By RAFAŁ WAŚKO (Predictive Solutions)
Column and bar charts have long been some of the most popular ways to visualize data. Before you decide to use any of them, it’s worth taking a closer look at them.
COLUMN AND BAR CHARTS
Column and bar charts are one of the graphical ways of presenting the distribution of a characteristic under study. These types of graphs consist of rectangles placed on the x-axis or y-axis. The rectangles are determined by the analyzed categories of the variable and their height is determined by the number of elements in the category. With the help of this type of graphs it is possible to show graphically the distribution of the studied characteristic or characteristics, which consequently allows us to better understand the variables or phenomenon that we are analyzing.
Column and bar charts are one of the most popular types of data visualization. They can be used, for example, to show the number of respondents by province, the popularity of films shown in cinemas or the number of products sold in a store. Despite the fact that column chart and bar chart are commonly used interchangeably, it is worth distinguishing between them. A column chart is a chart that presents rectangles for data in a vertical orientation, while a bar chart presents data in a horizontal orientation.
Figure 1. Column chart and bar chart
Figure 2. Top 10 films with the highest revenue in the U.S. in 2021. ($ values). Source: https://www.boxofficemojo.com/year/2021/
Regardless of whether the bars are placed vertically or horizontally, attention should be paid to the order in which they are arranged.
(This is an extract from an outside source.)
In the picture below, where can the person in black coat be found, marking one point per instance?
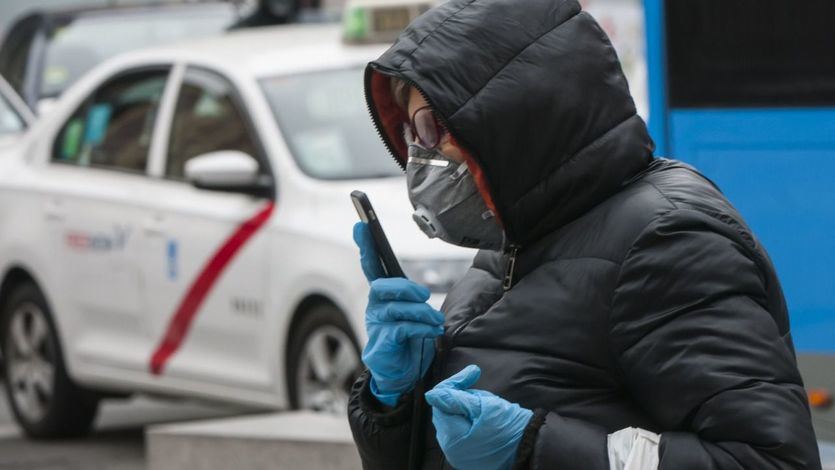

In the case of nominal variables the analyst is usually interested in sorting the categories according to the values presented on the bars, which will allow the viewer to easily find the most and least numerous categories. In the case of ordinal variables, it should be remembered that the individual categories of this variable already have their natural order and in this case we present the data without sorting them.
COLUMN AND BAR CHART – EXAMPLES
Let’s take a closer look at column and bar charts. These types of charts are easy to read. By comparing the tops of bars or columns, we can see the largest and smallest values, and it is easy to determine how the difference between categories presents itself.
When the category labels are too long and do not fit under the bars on the x-axis, it is a good idea to replace the column chart with a bar chart. This layout makes it easier to read the data presented.
Figure 3. For long category labels, it is useful to present the data in a bar chart.
Figure 4. Scale manipulation can cause a misleading perception of the data presented
GROUPED AND STACKED CHARTS
In case of column and bar charts we have the possibility to present one, two or many series of data. By adding another variable we can prepare grouped and tabulated charts. In a grouped bar chart or column chart, each category of the added variable will contain one bar/column for each category of the main variable.
Figure 5. Example grouped column chart (sales volume by product type and country)
Figure 6. Sample tabulated bar chart (respondents’ education vs. place of residence)
When we want to present percentages in summary and grouping charts, we have the option to indicate by which variable the percentages are to be calculated. We can calculate a summary for the total, total for each category of the x-axis variable, or total for each category of the grouping variable.
HISTOGRAM
Now let’s discuss what a histogram is and how it differs from a bar chart or a column chart. A histogram is a column graph in which the columns (rectangles) are adjacent to each other and whose height indicates the abundance of the characteristic under study, while at the base of the graph (x-axis) the class intervals of the variable are shown. Histogram is a graph that can be used to present quantitative data, such as age, income, height or weight. Note that every histogram is a column graph, but not every column graph is a histogram. A histogram is often used in the initial stages of working with data when an analyst wants to see what the distribution of a quantitative variable looks like. A histogram will allow you to quickly assess whether a variable has a distribution close to a normal distribution[1], whether the distribution is skewed, unimodal, or perhaps multi-modal, etc.
Figure 7. Example histogram with normal curve
[1] In order to accurately check whether the distribution of a variable is close to a normal distribution, we will use normality tests such as the Shapiro-Wilk or Kolmogorov-Smirnov test.